Norsk Hydro, a global aluminum company, experienced a severe ransomware attack that ceased operations at some of its 170 plants. The breach impacted all 35,000 employees across 40 countries by locking files on thousands of servers and PCs. Initiated by an infected email from a customer, the breach allowed hackers to plant LockerGoga ransomware, leading to financial damages nearing $71 million. The company's transparency and decision not to pay the ransom were acclaimed by security experts, and they leaned on Microsoft's cybersecurity team for recovery and restoration.

In 2019, Norsk Hydro, a Norwegian aluminum manufacturing giant, fell victim to a LockerGoga ransomware attack orchestrated by Ukrainian national Volodymyr Viktorovich Tymoshchuk. The attack crippled the company’s global operations, forcing a shift to manual processes across 170 sites in 40 countries. Production lines halted, IT systems were encrypted, and employees resorted to pen-and-paper methods, causing operational chaos and financial losses estimated at $75 million in the first week alone. The attack disrupted supply chains, delayed shipments, and required a months-long recovery effort, including full IT infrastructure rebuilds. While no customer or employee data was confirmed stolen, the business outage and reputational damage were severe.

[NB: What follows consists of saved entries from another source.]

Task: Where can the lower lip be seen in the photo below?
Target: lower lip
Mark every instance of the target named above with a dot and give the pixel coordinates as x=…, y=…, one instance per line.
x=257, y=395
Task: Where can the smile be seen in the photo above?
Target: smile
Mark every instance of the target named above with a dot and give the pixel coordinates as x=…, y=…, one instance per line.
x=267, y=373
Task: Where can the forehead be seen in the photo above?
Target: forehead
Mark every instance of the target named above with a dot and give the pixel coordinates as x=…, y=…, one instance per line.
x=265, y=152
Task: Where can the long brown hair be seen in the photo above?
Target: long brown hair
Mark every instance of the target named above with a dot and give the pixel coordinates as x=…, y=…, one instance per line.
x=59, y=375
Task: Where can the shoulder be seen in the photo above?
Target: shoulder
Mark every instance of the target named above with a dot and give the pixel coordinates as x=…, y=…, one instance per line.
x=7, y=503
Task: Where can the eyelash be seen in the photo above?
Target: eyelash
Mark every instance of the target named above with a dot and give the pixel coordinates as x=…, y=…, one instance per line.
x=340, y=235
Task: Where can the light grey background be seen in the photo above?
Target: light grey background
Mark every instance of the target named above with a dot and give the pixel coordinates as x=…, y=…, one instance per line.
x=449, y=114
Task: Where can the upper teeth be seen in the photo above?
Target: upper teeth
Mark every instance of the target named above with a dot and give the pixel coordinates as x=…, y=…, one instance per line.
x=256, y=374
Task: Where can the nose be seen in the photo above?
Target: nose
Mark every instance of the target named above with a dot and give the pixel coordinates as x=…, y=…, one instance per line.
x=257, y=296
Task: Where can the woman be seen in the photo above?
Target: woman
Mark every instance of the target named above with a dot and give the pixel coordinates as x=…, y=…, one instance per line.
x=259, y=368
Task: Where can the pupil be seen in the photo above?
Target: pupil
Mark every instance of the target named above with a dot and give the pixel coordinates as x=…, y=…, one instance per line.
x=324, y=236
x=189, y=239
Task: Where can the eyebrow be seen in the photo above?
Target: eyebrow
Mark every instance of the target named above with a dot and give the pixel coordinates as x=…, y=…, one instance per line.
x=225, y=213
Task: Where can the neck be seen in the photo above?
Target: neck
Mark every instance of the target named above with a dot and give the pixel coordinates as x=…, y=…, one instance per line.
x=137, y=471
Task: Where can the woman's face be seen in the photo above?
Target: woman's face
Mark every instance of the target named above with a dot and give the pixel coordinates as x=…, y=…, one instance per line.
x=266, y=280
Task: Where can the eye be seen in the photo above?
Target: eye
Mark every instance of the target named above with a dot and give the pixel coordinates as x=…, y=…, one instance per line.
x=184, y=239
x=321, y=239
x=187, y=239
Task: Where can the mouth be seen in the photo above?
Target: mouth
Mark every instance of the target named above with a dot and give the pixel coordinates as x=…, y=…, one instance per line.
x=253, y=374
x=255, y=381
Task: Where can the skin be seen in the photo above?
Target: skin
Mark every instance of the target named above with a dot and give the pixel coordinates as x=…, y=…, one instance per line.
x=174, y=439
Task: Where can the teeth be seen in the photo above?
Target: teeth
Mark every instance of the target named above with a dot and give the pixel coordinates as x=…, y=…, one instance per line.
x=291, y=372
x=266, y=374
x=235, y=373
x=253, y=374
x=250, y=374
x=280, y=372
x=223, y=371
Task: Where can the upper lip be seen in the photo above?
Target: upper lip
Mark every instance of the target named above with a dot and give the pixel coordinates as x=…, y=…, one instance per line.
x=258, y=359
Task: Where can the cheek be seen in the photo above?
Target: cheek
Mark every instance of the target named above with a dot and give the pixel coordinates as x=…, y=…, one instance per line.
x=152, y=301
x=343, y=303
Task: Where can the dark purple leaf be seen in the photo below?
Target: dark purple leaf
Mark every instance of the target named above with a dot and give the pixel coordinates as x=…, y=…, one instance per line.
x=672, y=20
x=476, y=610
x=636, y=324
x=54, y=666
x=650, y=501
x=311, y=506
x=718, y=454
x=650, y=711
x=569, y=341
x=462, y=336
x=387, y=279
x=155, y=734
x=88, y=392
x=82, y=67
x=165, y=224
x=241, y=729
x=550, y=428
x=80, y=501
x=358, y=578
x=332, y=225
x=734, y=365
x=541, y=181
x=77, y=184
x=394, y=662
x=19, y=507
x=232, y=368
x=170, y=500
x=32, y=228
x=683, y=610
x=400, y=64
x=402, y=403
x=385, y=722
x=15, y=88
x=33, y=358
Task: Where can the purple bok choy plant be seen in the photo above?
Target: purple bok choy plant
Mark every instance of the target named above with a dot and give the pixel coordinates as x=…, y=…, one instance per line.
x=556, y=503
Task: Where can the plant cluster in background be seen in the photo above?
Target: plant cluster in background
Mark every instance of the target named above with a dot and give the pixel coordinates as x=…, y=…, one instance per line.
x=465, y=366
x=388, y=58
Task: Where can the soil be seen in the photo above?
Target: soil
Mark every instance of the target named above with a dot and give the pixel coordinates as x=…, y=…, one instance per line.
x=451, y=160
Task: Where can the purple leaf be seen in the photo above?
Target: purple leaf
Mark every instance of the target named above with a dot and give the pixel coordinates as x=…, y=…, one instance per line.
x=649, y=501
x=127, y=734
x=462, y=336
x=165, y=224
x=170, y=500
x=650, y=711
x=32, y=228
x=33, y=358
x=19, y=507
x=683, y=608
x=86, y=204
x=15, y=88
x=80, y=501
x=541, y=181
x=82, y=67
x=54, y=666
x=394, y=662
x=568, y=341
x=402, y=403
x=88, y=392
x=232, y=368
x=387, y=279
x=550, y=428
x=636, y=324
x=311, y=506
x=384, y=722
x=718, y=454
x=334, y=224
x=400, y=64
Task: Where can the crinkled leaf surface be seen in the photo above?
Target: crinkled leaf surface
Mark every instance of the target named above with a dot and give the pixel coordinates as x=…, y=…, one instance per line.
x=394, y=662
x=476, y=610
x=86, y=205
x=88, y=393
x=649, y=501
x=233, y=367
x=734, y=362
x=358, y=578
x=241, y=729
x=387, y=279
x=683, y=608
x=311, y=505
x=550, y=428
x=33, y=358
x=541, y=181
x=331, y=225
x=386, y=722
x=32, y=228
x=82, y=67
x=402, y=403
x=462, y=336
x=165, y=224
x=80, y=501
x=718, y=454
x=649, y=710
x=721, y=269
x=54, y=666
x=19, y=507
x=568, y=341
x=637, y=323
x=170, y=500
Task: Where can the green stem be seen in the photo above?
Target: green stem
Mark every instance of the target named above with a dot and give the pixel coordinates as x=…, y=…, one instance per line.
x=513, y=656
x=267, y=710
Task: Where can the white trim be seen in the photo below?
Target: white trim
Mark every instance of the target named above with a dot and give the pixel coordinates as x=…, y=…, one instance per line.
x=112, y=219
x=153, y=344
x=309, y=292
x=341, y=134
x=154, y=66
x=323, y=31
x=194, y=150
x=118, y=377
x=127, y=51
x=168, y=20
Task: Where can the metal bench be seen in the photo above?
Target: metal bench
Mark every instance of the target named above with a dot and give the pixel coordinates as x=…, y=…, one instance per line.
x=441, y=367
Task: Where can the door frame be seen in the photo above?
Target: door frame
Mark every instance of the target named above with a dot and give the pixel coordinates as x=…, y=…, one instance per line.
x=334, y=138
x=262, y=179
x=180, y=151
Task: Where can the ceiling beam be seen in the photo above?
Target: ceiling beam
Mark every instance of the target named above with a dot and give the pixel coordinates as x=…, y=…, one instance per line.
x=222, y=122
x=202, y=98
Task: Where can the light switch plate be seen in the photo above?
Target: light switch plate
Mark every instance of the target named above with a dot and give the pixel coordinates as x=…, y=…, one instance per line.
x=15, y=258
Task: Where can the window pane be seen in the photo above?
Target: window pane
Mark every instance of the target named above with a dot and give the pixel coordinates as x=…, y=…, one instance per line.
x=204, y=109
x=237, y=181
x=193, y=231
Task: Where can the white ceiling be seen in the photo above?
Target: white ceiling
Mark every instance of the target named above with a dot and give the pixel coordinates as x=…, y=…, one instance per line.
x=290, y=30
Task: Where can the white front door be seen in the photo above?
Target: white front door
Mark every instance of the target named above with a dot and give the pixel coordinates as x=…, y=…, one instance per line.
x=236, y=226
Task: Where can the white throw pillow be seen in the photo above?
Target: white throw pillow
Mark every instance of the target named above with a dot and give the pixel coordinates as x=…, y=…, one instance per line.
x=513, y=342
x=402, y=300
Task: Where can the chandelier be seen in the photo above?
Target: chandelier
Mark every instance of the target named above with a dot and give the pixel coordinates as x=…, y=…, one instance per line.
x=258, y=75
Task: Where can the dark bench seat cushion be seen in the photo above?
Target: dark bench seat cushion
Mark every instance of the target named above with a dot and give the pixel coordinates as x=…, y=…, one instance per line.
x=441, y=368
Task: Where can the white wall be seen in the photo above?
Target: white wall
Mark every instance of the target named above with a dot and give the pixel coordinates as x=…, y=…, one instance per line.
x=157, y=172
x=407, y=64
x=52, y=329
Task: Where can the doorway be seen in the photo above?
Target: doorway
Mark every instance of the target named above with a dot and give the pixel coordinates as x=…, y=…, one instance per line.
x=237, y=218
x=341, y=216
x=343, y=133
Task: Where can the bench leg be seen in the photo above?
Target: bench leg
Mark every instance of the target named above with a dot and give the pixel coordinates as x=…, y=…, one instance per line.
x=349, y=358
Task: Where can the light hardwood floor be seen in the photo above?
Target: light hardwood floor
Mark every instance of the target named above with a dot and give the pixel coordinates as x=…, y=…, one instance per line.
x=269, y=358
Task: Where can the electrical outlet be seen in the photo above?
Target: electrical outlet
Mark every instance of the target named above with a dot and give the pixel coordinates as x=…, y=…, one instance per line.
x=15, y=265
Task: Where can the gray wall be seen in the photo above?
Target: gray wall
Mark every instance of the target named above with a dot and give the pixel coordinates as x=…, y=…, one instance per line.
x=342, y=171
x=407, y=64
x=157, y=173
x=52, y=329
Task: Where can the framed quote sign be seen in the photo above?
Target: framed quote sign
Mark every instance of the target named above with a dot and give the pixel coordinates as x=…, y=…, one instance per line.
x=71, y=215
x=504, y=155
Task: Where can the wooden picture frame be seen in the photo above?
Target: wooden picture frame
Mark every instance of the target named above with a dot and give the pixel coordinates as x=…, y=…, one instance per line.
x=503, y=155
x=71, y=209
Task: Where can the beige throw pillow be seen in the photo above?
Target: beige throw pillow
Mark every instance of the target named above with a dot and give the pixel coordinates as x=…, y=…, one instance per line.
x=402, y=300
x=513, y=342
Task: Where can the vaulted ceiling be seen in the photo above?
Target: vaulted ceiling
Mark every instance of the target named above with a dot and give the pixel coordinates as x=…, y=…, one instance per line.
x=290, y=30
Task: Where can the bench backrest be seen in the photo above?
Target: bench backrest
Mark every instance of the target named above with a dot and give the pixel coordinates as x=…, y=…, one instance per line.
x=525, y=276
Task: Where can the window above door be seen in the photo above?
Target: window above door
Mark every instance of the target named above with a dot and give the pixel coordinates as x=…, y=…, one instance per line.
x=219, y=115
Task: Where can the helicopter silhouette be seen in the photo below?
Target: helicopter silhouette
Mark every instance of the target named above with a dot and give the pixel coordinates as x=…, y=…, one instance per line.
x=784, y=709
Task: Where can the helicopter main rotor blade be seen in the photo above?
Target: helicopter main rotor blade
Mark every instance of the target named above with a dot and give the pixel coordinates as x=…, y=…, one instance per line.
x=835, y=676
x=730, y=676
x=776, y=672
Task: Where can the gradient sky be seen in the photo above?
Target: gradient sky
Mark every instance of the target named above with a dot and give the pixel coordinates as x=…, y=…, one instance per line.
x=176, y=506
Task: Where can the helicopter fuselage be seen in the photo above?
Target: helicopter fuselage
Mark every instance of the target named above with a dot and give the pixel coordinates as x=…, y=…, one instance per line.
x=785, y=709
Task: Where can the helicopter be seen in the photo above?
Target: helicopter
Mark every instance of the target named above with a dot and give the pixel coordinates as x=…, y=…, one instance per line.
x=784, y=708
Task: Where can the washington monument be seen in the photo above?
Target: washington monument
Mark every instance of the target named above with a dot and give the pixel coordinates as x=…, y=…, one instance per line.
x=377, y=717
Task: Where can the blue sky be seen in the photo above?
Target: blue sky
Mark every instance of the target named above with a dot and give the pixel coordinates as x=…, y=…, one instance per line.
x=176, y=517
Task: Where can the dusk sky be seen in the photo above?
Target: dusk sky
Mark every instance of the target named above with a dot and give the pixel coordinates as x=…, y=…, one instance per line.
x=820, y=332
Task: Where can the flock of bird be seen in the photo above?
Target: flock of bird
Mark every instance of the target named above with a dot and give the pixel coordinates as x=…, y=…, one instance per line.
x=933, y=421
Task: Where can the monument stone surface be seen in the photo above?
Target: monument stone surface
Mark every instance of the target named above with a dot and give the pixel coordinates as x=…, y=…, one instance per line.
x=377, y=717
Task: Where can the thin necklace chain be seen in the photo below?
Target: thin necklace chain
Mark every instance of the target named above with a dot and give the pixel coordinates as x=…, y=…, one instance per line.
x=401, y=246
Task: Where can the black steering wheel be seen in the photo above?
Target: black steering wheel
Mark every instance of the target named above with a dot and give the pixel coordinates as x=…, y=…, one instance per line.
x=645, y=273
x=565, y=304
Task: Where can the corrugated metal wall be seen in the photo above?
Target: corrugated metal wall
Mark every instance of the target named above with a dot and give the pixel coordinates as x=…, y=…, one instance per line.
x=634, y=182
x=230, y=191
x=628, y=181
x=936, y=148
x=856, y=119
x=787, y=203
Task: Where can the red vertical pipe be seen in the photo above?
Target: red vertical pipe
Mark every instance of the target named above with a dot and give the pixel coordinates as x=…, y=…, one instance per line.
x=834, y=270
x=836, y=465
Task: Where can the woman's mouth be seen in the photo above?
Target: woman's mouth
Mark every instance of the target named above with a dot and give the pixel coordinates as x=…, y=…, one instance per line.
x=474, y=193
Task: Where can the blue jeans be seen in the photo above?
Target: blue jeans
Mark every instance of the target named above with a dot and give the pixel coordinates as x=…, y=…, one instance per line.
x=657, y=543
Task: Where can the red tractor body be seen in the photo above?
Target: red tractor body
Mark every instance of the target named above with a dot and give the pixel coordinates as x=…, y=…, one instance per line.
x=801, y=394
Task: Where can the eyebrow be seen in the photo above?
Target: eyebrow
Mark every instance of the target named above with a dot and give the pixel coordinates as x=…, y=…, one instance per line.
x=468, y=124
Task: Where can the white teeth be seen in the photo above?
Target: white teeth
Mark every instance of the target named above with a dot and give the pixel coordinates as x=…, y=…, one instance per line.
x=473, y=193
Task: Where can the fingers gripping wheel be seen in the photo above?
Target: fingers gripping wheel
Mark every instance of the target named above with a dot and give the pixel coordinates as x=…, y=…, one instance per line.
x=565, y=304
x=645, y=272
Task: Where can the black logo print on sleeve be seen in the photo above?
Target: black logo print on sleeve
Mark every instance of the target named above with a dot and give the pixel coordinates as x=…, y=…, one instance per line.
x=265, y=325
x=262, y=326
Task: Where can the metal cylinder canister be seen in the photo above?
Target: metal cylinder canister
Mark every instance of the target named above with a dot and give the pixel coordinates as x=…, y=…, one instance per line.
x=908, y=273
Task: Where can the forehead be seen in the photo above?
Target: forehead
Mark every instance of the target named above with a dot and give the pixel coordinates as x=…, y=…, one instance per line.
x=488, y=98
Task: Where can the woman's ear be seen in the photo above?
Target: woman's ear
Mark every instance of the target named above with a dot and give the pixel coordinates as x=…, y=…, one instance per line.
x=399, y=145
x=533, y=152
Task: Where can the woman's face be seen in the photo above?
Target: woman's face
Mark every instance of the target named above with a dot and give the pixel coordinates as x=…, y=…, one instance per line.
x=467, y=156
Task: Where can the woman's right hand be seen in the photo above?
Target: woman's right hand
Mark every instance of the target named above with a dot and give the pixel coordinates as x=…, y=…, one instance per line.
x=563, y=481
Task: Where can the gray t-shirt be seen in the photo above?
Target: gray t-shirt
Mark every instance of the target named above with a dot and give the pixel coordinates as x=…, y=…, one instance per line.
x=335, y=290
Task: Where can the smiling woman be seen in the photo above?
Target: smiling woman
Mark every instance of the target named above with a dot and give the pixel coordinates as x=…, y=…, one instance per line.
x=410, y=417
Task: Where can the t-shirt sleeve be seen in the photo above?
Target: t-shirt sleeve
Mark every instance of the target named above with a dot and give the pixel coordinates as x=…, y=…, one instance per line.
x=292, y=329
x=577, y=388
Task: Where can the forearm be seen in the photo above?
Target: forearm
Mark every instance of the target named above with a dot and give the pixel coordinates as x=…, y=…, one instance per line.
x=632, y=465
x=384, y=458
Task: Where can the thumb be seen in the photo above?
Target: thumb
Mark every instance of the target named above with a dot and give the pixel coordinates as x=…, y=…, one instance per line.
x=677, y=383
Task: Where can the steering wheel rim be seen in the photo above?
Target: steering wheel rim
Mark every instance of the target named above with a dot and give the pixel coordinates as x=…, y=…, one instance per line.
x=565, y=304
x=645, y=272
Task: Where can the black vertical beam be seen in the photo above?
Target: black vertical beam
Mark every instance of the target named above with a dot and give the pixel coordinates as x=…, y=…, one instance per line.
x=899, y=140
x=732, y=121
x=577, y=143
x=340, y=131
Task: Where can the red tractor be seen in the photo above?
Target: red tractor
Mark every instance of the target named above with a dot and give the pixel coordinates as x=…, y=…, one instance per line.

The incident also exposed vulnerabilities in critical industrial control systems, prompting industry-wide cybersecurity overhauls. Tymoshchuk’s ransomware strain was designed to maximize disruption, encrypting files and locking users out of systems until ransom demands—reportedly in the millions of dollars—were met. The attack remains one of the most financially damaging ransomware incidents against a single corporation, illustrating the existential threat such cyberattacks pose to industrial sectors.

Norsk Hydro, a Norwegian aluminium and renewable energy company, was one of the most high-profile victims of the LockerGoga ransomware attack in March 2019, orchestrated by the cybercriminal group linked to Tymoshchuk Volodymyr Viktorovych (alias Deadforz). The attack crippled Hydro’s global operations, forcing the shutdown of smelting plants, production lines, and IT systems across 170 sites in 40 countries. Employees reverted to manual processes, causing massive operational disruptions, delayed shipments, and financial losses estimated at $40–71 million in the first week alone. The ransomware encrypted critical files, halting automated production and supply chain coordination.Hydro refused to pay the ransom, instead investing in full system restoration—a process that took weeks to months for complete recovery. The attack exposed vulnerabilities in industrial control systems (ICS) and highlighted the catastrophic risk of ransomware on manufacturing sectors. While no direct data breach of customer or employee records was confirmed, the operational paralysis threatened Hydro’s market position and triggered industry-wide alarms about cyber-physical risks in heavy industries. The incident remains a benchmark for ransomware’s potential to disrupt global supply chains and served as a catalyst for stricter cybersecurity regulations in critical infrastructure sectors.